Il y avait pour collègue un autre Hongrois, le comte Cziraky.

Ils étaient les deux seuls ministres d'État et de conférence qui fissent partie du conseil d'État.

Un autre Hongrois était, dans ce conseil, conseiller référendaire des affaires financières de la Hongrie.

Pendant que des Hongrois étaient appelés aux postes les plus élevés de l'administration des autres parties de la monarchie, la chancellerie aulique de Hongrie, exclusivement composée de Hongrois, résidait à Vienne, pour y faire les affaires de la Hongrie. Elle était le seul intermédiaire entre le roi et le pays.

Des hommes affranchis de tout impôt en Hongrie étaient appelés, non par le roi, mais par l'empereur, à diriger les finances des autres parties de l'empire. Et c'est de la Hongrie que vient l'accusation de perfidie! Ne sont-ce pas bien plutôt les autres sujets de l'empereur qui auraient eu à se plaindre d'un pareil degré de confiance? Et si les Hongrois ne veulent pas attribuer de pareils procédés à de la confiance, de quels autres moyens fallait-il donc se servir pour leur en inspirer? Quel motif oseraientils donc prêter à ces procédés s'ils ne veulent pas

les reconnaître comme une preuve du désir qu'avait la maison impériale de les rapprocher d'elle?

La cour de Vienne avait quatre places d'ambassadeurs. Pendant une longue série d'années, trois de ces ambassades furent occupées par des grands seigneurs hongrois. Plusieurs autres missions de second ordre, en tête desquelles il faut nommer celle de Berlin, étaient également confiées à des Hongrois.

Ce sont trois comtes d'Esterhazy qui occupent encore aujourd'hui les missions de Rome, d'Espagne et de Munich. Singulière perfidie, en vérité, qui donnait à sa victime une si grande part d'influence sur la direction des affaires étrangères de l'empire!

Mais rien ne pouvait changer l'opinion qu'avait la Hongrie relativement à l'indépendance de sa position politique. La Hongrie ne voulait que son roi parce qu'il n'était question que du roi dans la constitution. Que ce roi fût empereur, ce n'était pour elle qu'un incident historique. Elle avait souvent trouvé dans cet incident une puissante protection, mais sans y trouver jamais une obligation de plus.

Quand la révolution vint à envahir Vienne, c'est avec enthousiasme que la Hongrie eût reçu son roi, s'il eût voulu déserter le trône impérial pour n'occuper que celui de la Hongrie.

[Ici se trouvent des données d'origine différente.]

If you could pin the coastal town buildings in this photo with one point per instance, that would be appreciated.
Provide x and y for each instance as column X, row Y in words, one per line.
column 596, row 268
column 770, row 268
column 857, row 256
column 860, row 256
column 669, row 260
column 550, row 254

N'est-ce pas en invoquant la fidélité que les Hongrois devaient à leur roi qu'on leur fit prendre les armes pour combattre l'empereur? Et, si tous, il est vrai, ne le combattirent pas, combien cependant est petit le nombre de ceux qui vinrent se ranger à ses côtés!

Pour ceux qui se donnèrent plus tard le titre de vieux conservateurs, le roi restait cependant toujours séparé de l'empereur; c'est-à-dire qu'ils voulaient conserver le principe qui devait nécessairement finir par rompre le lien qui unissait la Hongrie à l'empire.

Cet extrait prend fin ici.